Thursday, July 07, 2005

British ethos to blame for lack of equality

Brian Feeney:

Equality of status and parity of esteem. That's a phrase you don't often hear these days. Yet it was a fundamental concept of the Good Friday Agreement. All the participants in the talks in 1997 committed themselves in the Declaration of Support for the Agreement to equality and mutual respect.

Further, they endorsed the commitment of the Irish and British governments that in this jurisdiction there would be rigorous impartiality towards the diversity of identities and "full respect for and equality of civil, political, social and cultural rights... and parity of esteem and just and equal treatment for the identity, ethos and aspirations of both communities". All the parties committed themselves to a long list of safeguards including "the right to freedom from sectarian harassment".

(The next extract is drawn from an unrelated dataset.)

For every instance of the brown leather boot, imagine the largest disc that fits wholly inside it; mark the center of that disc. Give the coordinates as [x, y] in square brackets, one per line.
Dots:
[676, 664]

Of course the DUP wasn't a participant, wasn't one of the parties to the agreement and opposes the agreement. Indeed the oul' curmudgeon Paisley recently said the agreement is dead. He's wrong of course as he has been throughout his whole unedifying politico-religious career. In fact, if the past 40 years are anything to go by, then whatever Paisley opposes is guaranteed to happen within a decade of him bellowing his opposition to it. Remember "Nevaar, nevaar, nevaar"?

Even so, you can't expect the DUP to press for the implementation of anything promoting equality of status or parity of esteem since they reject the concepts. Would it be too much to expect anyone in the UUP, which is allegedly for the agreement, to say something about festooning entrances to Catholic churches and schools with loyalist flags? In what way does that respect the diversity of identity or afford equal treatment to the ethos and aspirations of both communities? OK, it would be too much. The evidence of the past seven years shows no unionist representative supports the spirit of the agreement they signed up to and which a majority of people on this island voted for. There's nothing new in that since Ulster unionism came into formal existence exactly a century ago to resist democracy in the form of the Westminster government to which unionists supposedly owe loyalty.

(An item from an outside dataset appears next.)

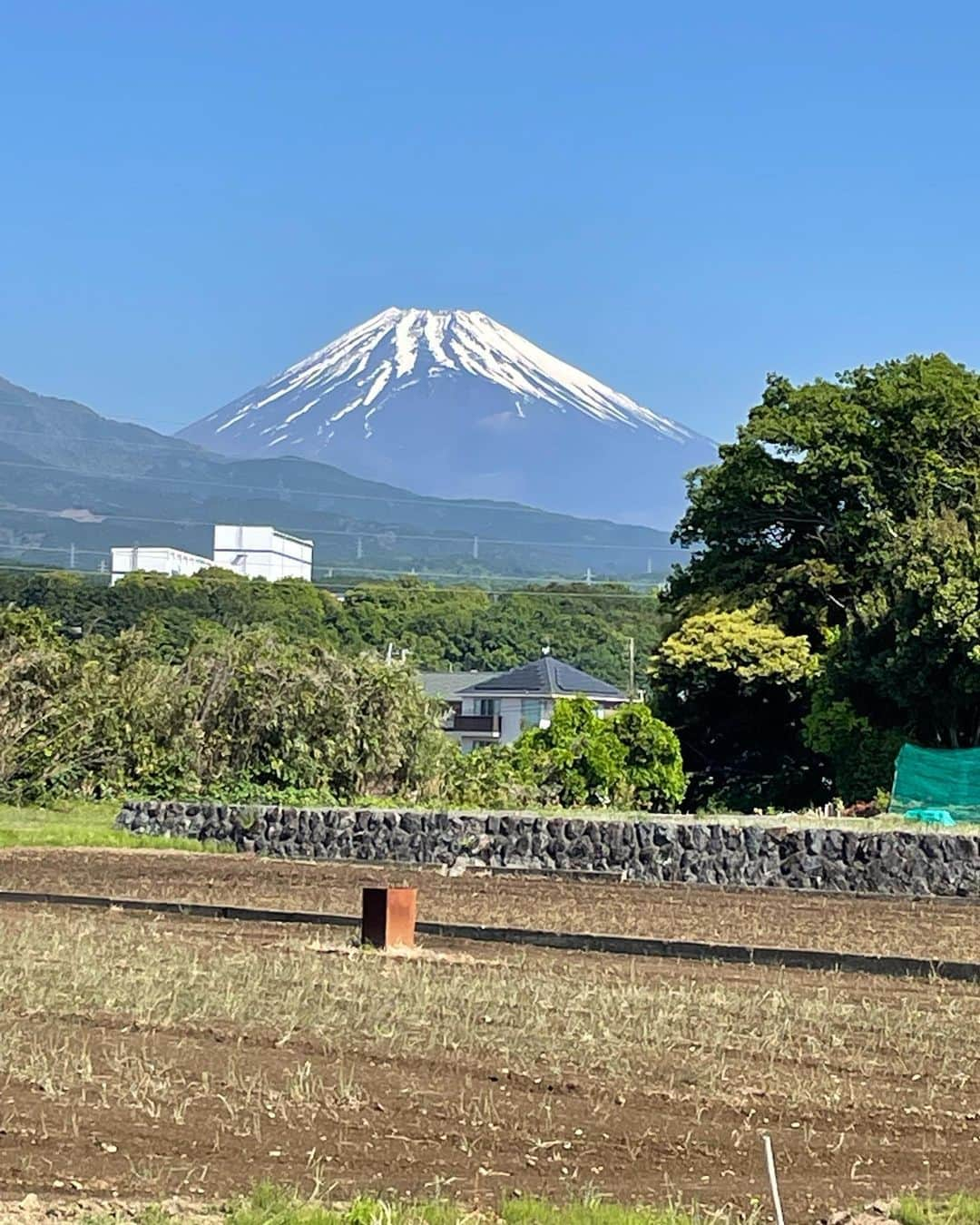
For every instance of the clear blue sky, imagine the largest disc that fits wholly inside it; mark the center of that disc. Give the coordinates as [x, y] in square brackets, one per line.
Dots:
[676, 198]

Still, it's no good blaming unionists for the absence of progress towards equality promised in the agreement. Unionists have no formal power any more. They no longer exercise untrammelled power in their own toy-town parliament and never will again. No. The blame rests with the British administration here. The Agreement states, indeed 'affirms', that the responsibility for ensuring rigorous impartiality, equality and parity of esteem rests with 'the sovereign government with jurisdiction' here, which is Britain.

Now just run your eye over all those commitments. You don't need to be an expert to see the British administration here has done nothing to advance any of them in the last seven years. The Human Rights Commission is a shambles, under-funded and run by lightweights, the special role of the Fair Employment Commission was abolished and buried in the Equality Commission which last year told the House of Commons it would be another five years before it could quantify sectarian attacks here.

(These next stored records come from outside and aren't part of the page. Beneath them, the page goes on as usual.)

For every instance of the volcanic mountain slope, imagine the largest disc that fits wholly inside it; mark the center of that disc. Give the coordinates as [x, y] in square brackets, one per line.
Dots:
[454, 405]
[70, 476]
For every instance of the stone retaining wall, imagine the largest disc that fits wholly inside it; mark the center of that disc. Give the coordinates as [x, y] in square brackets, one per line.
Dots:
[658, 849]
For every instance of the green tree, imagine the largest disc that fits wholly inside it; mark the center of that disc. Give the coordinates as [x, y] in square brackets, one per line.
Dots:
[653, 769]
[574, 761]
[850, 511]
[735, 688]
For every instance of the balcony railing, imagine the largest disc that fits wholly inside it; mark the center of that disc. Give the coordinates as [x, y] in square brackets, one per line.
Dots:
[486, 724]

They can't even agree how to define them. The PSNI don't record them even though unionist attacks on Catholics and their property constitute the most common form of criminal damage every summer. It's left to NGOs like the Pat Finucane Centre to do the cataloguing.

The reason a scaffolding of commissions was erected around the agreement was because Dublin and London didn't believe for a second unionists would agree to equality for nationalists and that no meaningful measures would ever get through an assembly.

Promoting equality of status and parity of esteem for nationalists was therefore left in the hands of the British administration. Unfortunately, since 1998 we have had a series of minor politicians on the make here as proconsuls, not one of whom has had a policy about equality or any idea how and why it should be advanced.

One of the enduring reasons for instability in the north since partition has been the conviction among nationalists that they can never achieve equality in a state whose ethos is exclusively British.

Our current proconsul, as smooth as a sucked lozenge, and just as vapid, looks as intent on appeasing unionists as all his precedessors.